The redeeming features of this Hsiao-hsien Hou film are an inspired performance from Juliette Binoche, as a harassed, over-worked single mother, struggling with her career as an artist as well as trying to bring up her young son - beautifully and naturally portrayed with lots of obviously ad lib lines and actions skillfully preserved.

The grimy and claustrophobic photography of Paris - without the glamour - was inspiring, too, and apt for the film's theme. At times, there were sequences so languidly beautiful that one could forget the rest of the film and just enjoy the pictures.

But more merit than that was difficult to find. There was plenty of drama but no plot; no clear protagonist; an apparent total lack of direction; characterisation so diffuse that it was difficult to know - or want to know - much about anyone. After an hour, I still had no feeling for, or interest in any of the main characters, all of whom seemed to behave as childishly as the little boy.
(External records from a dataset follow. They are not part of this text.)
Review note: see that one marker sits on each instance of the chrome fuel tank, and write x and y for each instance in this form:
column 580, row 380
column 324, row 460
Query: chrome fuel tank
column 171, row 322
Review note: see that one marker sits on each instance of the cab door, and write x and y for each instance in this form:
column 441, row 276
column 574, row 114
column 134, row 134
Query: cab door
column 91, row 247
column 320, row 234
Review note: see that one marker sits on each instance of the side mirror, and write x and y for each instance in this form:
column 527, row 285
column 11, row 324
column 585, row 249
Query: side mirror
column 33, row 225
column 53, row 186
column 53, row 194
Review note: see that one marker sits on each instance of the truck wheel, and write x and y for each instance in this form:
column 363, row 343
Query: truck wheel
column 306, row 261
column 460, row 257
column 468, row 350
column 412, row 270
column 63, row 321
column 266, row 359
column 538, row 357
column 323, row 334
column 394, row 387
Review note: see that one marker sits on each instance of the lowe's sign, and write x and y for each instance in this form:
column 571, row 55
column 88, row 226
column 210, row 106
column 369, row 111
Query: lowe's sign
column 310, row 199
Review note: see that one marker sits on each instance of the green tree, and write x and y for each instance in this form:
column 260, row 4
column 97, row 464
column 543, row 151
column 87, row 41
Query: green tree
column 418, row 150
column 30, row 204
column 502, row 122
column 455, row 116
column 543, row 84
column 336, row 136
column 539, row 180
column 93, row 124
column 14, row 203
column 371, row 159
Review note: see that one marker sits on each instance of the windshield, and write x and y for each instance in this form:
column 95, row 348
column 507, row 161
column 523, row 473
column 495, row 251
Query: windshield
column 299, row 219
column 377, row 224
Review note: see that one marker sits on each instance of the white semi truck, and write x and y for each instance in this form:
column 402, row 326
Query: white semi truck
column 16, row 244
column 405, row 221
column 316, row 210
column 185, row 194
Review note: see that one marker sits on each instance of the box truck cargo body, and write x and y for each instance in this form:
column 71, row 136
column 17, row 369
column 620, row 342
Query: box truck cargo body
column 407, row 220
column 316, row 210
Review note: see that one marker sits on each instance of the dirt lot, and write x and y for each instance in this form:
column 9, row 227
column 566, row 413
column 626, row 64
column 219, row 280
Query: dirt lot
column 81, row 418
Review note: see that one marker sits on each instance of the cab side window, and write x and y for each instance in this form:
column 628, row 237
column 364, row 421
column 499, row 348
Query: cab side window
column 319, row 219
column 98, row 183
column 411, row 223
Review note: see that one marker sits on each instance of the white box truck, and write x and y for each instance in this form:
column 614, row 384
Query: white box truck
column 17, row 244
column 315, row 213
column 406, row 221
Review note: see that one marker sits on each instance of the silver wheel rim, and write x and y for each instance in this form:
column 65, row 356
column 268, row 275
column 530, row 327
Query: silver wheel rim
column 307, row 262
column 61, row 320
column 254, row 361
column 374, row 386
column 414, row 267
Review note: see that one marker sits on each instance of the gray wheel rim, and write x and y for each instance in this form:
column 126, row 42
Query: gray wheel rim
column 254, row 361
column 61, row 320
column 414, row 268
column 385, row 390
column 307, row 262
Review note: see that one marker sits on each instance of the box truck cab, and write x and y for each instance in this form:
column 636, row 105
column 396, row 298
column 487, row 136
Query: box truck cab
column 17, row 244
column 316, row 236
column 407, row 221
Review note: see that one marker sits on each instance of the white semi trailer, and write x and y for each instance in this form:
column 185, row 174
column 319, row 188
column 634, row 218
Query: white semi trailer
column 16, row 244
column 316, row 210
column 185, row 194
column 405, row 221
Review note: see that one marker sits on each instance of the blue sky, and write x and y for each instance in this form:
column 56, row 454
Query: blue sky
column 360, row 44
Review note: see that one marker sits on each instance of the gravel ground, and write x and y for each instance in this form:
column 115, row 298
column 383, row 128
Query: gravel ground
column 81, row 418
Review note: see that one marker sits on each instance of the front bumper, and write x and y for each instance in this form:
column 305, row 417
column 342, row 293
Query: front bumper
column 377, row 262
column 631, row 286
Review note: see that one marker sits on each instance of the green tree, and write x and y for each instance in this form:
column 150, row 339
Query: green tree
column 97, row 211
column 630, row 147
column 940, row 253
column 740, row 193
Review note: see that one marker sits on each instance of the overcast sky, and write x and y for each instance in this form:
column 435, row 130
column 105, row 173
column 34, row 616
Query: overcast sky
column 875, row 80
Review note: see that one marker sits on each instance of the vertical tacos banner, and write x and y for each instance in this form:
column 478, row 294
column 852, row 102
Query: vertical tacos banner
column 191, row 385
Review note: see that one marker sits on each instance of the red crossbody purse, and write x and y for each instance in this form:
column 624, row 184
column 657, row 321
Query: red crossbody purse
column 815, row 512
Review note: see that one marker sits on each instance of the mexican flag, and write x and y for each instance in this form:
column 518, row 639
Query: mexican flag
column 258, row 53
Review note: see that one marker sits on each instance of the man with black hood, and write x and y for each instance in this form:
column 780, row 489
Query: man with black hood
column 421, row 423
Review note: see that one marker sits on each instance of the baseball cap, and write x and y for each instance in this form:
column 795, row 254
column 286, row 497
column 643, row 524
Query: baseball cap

The Chinese girl, employed as a nanny said and did little, and it was difficult to understand why she was there at all, unless she found the French psyche as impenetrable as we did in the audience.

I suppose Jean Luc-Godard was responsible for starting the trend for aimless, directionless, plot less, pointless, self-indulgent French cinema style with his 'classic' A Bout de Soufflé.

I watched the audience for a lot of the time, since the film was so boring, and discovered that most were fidgeting and looking around the theatre as I was. And yet as we left, no one dared to say an adverse word. It's ART, I suppose, and therefore one must not mock! But it's worth remembering that even Shakespeare wrote some absolute turkeys. There, I've said it!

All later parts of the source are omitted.